RPG constructs surrogate loss functions corresponding to KL-regularized objectives, specifically focusing on objectives regularized by normalized (KL) and unnormalized (UKL) formulations. The derivations encompass fully differentiable loss functions and REINFORCE-style gradient estimators:

Fully Differentiable Losses: These are formulated to achieve direct alignment with original gradients for gradient-descent-based optimization. For instance, a surrogate loss for forward KL is derived to maximize expected rewards while controlling policy divergence.
REINFORCE-Style Estimators: The framework adapts these estimators to manage off-policy learning scenarios through importance sampling techniques, including using stop-gradient operators to effectively implement policy updates.

Figure 2: Comparative results highlighting RPG variants' performance in efficient learning against established baselines.

Theoretical Insights and Corrections

One significant theoretical contribution lies in identifying and correcting an inconsistency in the gradient estimation of the Group Relative Policy Optimization (GRPO) algorithm's KL objective. By proposing a corrected gradient estimator, the paper improves upon existing methodologies by incorporating importance weighting accurately within the objective function.

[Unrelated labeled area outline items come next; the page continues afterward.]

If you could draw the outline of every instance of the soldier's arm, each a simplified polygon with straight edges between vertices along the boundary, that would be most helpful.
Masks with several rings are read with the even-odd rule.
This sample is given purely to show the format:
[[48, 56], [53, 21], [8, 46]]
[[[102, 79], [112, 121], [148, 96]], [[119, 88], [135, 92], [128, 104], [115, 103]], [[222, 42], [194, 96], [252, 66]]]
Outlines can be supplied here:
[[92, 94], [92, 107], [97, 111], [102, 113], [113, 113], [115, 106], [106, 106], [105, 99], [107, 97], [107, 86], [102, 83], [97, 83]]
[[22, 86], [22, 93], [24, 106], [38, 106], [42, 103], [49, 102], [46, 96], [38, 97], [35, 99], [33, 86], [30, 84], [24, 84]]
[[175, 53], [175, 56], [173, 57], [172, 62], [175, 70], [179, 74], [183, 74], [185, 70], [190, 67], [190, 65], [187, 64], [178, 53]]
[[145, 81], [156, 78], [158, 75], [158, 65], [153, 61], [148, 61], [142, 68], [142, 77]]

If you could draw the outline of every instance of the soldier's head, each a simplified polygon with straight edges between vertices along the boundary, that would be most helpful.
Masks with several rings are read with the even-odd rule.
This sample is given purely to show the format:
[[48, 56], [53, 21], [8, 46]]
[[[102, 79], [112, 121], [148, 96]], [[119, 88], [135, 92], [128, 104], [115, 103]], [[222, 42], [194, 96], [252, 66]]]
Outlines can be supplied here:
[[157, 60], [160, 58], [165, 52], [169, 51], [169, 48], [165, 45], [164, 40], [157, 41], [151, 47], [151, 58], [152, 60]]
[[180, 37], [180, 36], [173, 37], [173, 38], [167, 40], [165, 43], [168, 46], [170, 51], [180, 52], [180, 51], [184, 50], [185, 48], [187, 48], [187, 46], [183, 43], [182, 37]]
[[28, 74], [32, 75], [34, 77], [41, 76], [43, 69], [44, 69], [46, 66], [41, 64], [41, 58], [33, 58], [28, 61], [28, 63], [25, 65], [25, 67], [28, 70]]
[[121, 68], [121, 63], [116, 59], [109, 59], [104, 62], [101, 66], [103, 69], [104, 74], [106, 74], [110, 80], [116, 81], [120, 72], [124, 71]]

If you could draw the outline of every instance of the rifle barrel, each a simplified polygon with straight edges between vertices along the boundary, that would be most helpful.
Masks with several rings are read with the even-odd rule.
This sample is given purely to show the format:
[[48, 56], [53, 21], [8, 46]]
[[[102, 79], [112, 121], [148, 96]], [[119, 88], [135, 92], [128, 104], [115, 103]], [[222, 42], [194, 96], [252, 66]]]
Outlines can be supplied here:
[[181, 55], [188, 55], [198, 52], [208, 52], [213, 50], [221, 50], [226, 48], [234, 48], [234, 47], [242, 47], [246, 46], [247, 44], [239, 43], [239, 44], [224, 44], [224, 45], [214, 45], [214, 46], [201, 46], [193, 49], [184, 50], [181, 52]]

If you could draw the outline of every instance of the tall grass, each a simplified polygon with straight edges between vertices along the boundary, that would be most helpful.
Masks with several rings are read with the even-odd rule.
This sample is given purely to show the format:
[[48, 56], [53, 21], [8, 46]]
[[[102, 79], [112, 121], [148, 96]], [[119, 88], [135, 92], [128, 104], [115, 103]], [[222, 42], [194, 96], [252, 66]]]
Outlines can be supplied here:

Computational Considerations

The computational efficiency of RPG is augmented by its design choice of not requiring dual models in memory simultaneously. By utilizing precomputed probabilities from a previous policy iteration, RPG enhances computational efficiency, reducing the typical memory burden associated with reference-based regularization methods.

Empirical Evaluation

Extensive experiments on reasoning tasks for LLMs confirm the effectiveness of the RPG framework. Compared against baselines like GRPO and REINFORCE++, the RPG methods exhibit improved training stability and competitive performance. Notably, results on mathematical reasoning benchmarks demonstrate RPG's ability to sustain high performance, effectively balancing exploration and exploitation through its KL regularization strategies.

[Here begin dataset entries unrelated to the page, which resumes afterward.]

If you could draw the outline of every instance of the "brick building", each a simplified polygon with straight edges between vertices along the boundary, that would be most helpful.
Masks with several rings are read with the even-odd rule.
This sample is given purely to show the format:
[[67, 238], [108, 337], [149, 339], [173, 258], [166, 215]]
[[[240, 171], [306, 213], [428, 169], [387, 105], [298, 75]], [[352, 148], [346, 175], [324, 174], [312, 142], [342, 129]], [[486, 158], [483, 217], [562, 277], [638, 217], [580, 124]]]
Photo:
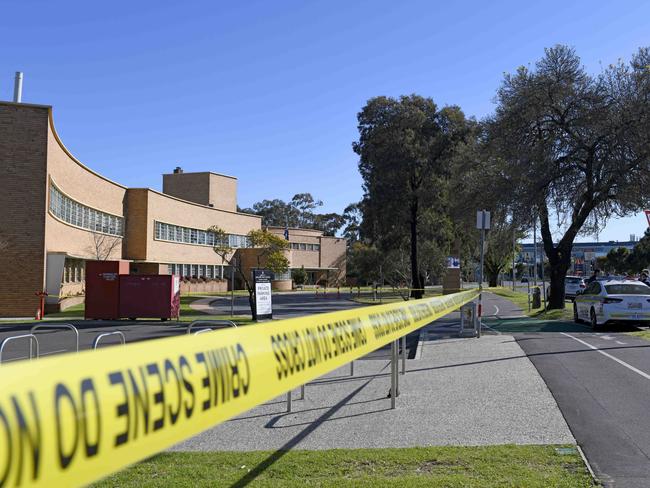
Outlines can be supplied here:
[[[32, 316], [41, 290], [51, 306], [80, 301], [88, 259], [127, 259], [135, 273], [226, 278], [206, 229], [218, 225], [244, 249], [246, 234], [261, 228], [260, 217], [237, 212], [231, 176], [177, 168], [163, 175], [161, 193], [95, 173], [63, 145], [50, 106], [0, 102], [0, 175], [0, 317]], [[292, 233], [302, 239], [289, 253], [292, 267], [344, 273], [341, 239]]]

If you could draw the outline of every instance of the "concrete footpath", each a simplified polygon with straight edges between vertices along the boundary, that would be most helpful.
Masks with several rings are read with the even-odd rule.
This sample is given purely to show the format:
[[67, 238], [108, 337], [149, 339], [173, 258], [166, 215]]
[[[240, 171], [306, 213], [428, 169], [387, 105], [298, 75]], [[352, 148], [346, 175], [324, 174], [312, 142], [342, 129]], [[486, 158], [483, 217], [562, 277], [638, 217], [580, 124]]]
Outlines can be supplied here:
[[[457, 315], [457, 314], [456, 314]], [[449, 319], [453, 321], [452, 317]], [[431, 445], [574, 443], [555, 400], [509, 335], [439, 339], [425, 327], [397, 408], [385, 359], [345, 366], [175, 446], [174, 450], [276, 450]], [[401, 364], [400, 364], [401, 368]]]

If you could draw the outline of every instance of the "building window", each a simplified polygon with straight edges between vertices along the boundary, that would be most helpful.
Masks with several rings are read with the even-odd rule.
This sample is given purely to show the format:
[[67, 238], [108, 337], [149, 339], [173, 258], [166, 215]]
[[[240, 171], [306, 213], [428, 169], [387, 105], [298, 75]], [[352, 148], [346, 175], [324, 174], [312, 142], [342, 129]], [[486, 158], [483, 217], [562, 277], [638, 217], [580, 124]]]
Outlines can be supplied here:
[[113, 236], [124, 236], [124, 218], [87, 207], [68, 198], [50, 183], [50, 213], [64, 222]]
[[219, 278], [220, 266], [213, 264], [170, 264], [169, 272], [186, 278]]
[[[159, 241], [180, 242], [183, 244], [195, 244], [198, 246], [215, 245], [215, 235], [206, 230], [181, 227], [179, 225], [154, 222], [154, 236]], [[227, 234], [228, 246], [232, 248], [250, 247], [247, 236], [239, 234]]]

Figure 3: Visualization of reward metrics and training dynamics demonstrating RPG's stability on LLM reasoning tasks.

Performance Metrics and Results

The experiments reveal strong performance of RPG methods across various tasks, particularly highlighting substantial improvements on tasks such as AMC23 and AIME24. These results underscore RPG's capability to maintain robust training dynamics, as shown by sustained reward metrics and control over policy entropy.

Conclusion

The introduction of KL-Regularized Policy Gradient algorithms presents a refined approach to optimizing LLMs for complex reasoning tasks by structurally integrating KL divergence into reinforcement learning frameworks. The RPG framework not only enhances empirical performance but also offers theoretical insights with practical implementation strategies that efficiently manage computational resources. Future explorations might extend these methodologies to broader applications involving sparse or complex reward structures typical in natural language processing and decision-making scenarios.